Khan is among 15 high-value detainees who once were held by the CIA but are now in military custody at Guantanamo Bay, Cuba.
And so on for eight grafs of nice, basic information, Except for the hed (I count "Gitmo" as another measurable sign of the steady tabloidization of journalism, and I wish grownup newspapers would stop using it), all's fine. Right up to the subhed and the next four grafs:
Tuesday's developments
• Bloomberg News reported that Iraq's government has asked the U.N. Security Council to extend the mandate of U.S.-led forces in the country for the final time and said the Iraqi army intends to take full control of the country by the end of 2008.
• A suicide car bomber killed two guards at a checkpoint near the home and offices of two prominent politicians, one a secular Shiite, the other Sunni. Both were out of the country at the time.
• An anti-al-Qaida Sunni sheik who was promoting national unity was killed along with his nephew in a shooting near Tal Afar.
• In Basra, the bullet-riddled bodies of a Christian woman and her brother were found in a garbage dump on Monday, police and church officials said Tuesday. McClatchy Newspapers reported that the city's Christian archbishop canceled the celebration of Christmas to protest the deaths.

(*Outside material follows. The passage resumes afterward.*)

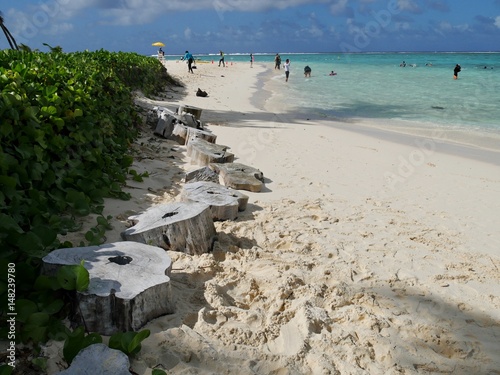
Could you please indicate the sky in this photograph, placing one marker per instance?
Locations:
(255, 26)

Holy Mudhead, mackerel! Majid Khan was arrested in Pakistan, kept somewhere mysterious by the CIA and then sent to Guantanamo Bay, but those "developments" are from the completely unrelated U.S. war in Iraq! You guys letting John Bolton fill in on the wire desk on Tuesday evenings these days?
Seriously. There's no evidence (yet) that you get a provable increase in the dumbs from this specific blunder, though there are good indications that how you talk about security issues affects how your readers process news about security issues (and how willing they are to hand over their rights for the duration if you scare them in the right way). And -- normative hat [on] -- that's a good argument for digging in your heels against the evil lure of packaging all That Mideast Trivia under one convenient hed.
Just to say something nice about survey data for a change: The most interesting results of a survey often don't make the cut required for "horse race" coverage, meaning they go unremarked while political editors and the like ponder nonsignificant changes across dissimilar samples as if they were so many sheep livers. And some interesting long-term stuff is buried deep in the latest from CNN/Opinion Research (more about this later, assuming there's a chance to discuss a nice catch from the South Carolina Bureau's northern coastal office).
For instance, pretty consistently across the past 42 months or so, about 40% of respondents have said they're at least "somewhat concerned" when asked "How worried are you that you or someone in your family will become a victim of terrorism?" Americans are significantly less likely than they were in mid-October to say they think Iran is building a nuke -- but 61 percent still think it is.
And to make that last one even more fun, it's asked of only half the sample. The other half was asked whether the Bush administration "deliberately misled the American public about whether Iran was attempting to develop its own nuclear weapons," and more than half of that subsample said "yes." Go figure.
There isn't an immediately handy media cure. In the meantime, if we spent more time talking about the world in general, we probably wouldn't have to sound so frantic when it does come up. And it certainly wouldn't hurt if we could tell one category of event from another.
1 Comments:
I personally think "Gitmo" is part of the relentless militarization - or, rather, military worship - of the country. Along with capitalizing not-so-random words like War Fighter, Nation, Flag, Soldier, and, for that matter, Terror.
But they'd probably just point to how many letters they save by using it.